Ernest v. Carter

368 So. 2d 428
CourtDistrict Court of Appeal of Florida
DecidedMarch 7, 1979
Docket78-932
StatusPublished
Cited by16 cases

This text of 368 So. 2d 428 (Ernest v. Carter) is published on Counsel Stack Legal Research, covering District Court of Appeal of Florida primary law. Counsel Stack provides free access to over 12 million legal documents including statutes, case law, regulations, and constitutions.

Bluebook
Ernest v. Carter, 368 So. 2d 428 (Fla. Ct. App. 1979).

Opinion

368 So.2d 428 (1979)

Asa M. ERNEST and Anita B. Ernest, Appellants,
v.
James M. CARTER, Vickie B. Carter, and General Electric Credit Corporation, Appellees.

No. 78-932.

District Court of Appeal of Florida, Second District.

March 7, 1979.

*429 Edson L. Garrabrants, Jr., of the Burton Professional Ass'n, Clearwater, for appellants.

Wayne J. Boyer, Clearwater, for appellees.

SCHEB, Judge.

Plaintiffs brought suit to enforce their rights and to foreclose those of defendants under an agreement for deed. At the close of the plaintiffs' case the trial court entered an order of dismissal, but required the defendants to pay all past due installments within forty-eight hours. The trial court also denied plaintiffs' request for attorneys' fees and ordered each side to bear their own costs. On this appeal by plaintiffs we hold they presented a prima facie case and that dismissal of their amended complaint was therefore error. We reverse.

Plaintiffs and defendants entered into an agreement for deed whereby the defendants agreed to purchase certain real property on an installment basis with monthly payments of principal, interest, taxes and insurance. The agreement provided for an acceleration of the debt at the option of the plaintiffs in the event of a default in payments, and made the defendants liable for all costs of collection, including reasonable attorneys' fees. Such an agreement is in essence a mortgage, and the foreclosure thereof is governed by the rules applicable to mortgage foreclosures. Adkinson v. Nyberg, 344 So.2d 614 (Fla. 2d DCA 1977).

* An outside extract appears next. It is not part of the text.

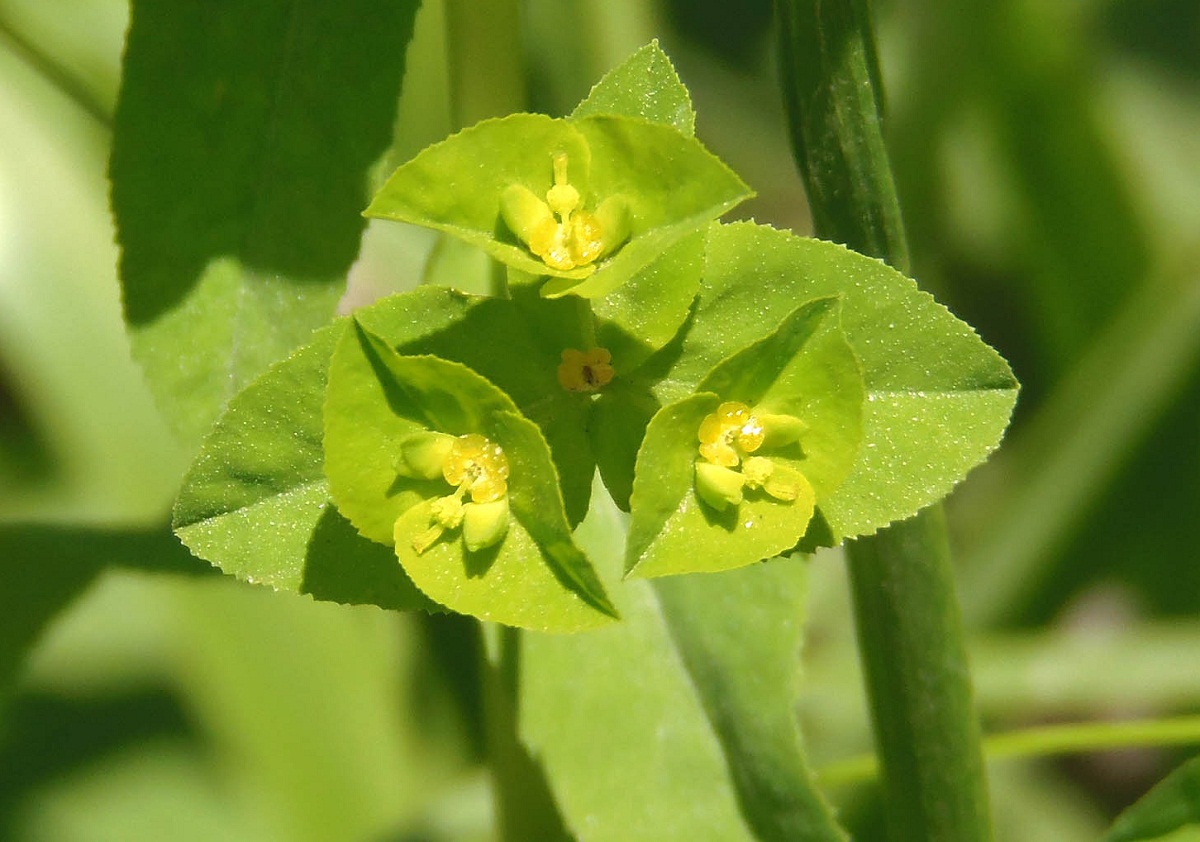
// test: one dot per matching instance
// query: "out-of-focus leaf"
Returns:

To establish their entitlement to foreclose it was incumbent upon the plaintiffs to prove their agreement, a default by the defendants, that plaintiffs properly accelerated the debt to maturity, and the amount due. The evidence must be considered in the light most favorable to the nonmoving party, Glass v. Long, 341 So.2d 1066 (Fla. 2d DCA 1977), and if a prima facie case has been established, dismissal is improper. Tillman v. Baskin, 260 So.2d 509 (Fla. 1972). We have reviewed the evidence and, considered in the light most favorable to the plaintiffs, it was sufficient to establish a prima facie case as to all of the aforementioned elements. It was therefore error to dismiss plaintiffs' amended complaint.

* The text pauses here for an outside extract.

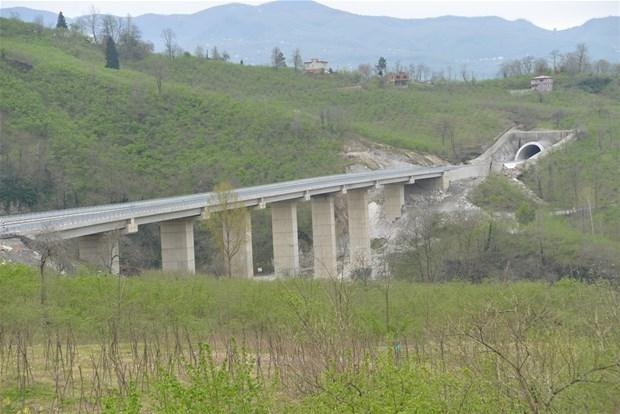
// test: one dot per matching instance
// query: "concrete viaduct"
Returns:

We deem it unnecessary at this time to address the issue of attorneys' fees incurred by plaintiffs at the trial level. That issue is premature until the trial court has heard all the evidence, including testimony as to the reasonable amount of attorneys' fees, and has made its decision on the merits of the controversy.

Reversed and remanded for further proceedings consistent with this opinion.

BOARDMAN, A.C.J., and DANAHY, J., concur.